You can also filter this metric by data plane node version.
|
|
Service count
|
Count
|
Number of Gateway Services in your control plane.
|
|
Route count
|
Count
|
Number of Routes in your control plane or associated with a specific Gateway Service.
|
|
Plugin count
|
Count
|
Number of plugins in your control plane.
These can also be filtered by plugin scope and name.
|
|
Consumer count
|
Count
|
Number of Consumers in your realm or control plane.
|
Agentic usage tracks analytics data for agent-to-agent (A2A) traffic that flows through the AI A2A Proxy plugin, such as agent tool use and agent MCP calls.

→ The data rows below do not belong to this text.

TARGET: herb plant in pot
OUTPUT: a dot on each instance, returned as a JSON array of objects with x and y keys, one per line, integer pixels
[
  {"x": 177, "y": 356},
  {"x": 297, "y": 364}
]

You must configure the AI A2A Proxy plugin before analytics display in Konnect Explorer.
With agentic usage reporting, you can:
- See how many times a tool was called
- View the most called tools
- See which tools are returning errors
- View the latency for tools
The following table shows the agentic usage-specific metrics you can view:
|
Metric
|
Category
|
Description
|
|
A2A latency
|
Latency
|
The amount of time, in milliseconds, that Kong Gateway was waiting for the first byte of the agent’s response. Users can select average (avg).
|
|
MCP Response Size
|
Size
|
The size of the response payload returned to Kong Gateway from the MCP server, in bytes. Users can select the total sum.
|
|
A2A Response Size
|
Size
|
The size of the response payload returned to Kong Gateway from an agent, in bytes. Users can select the total sum.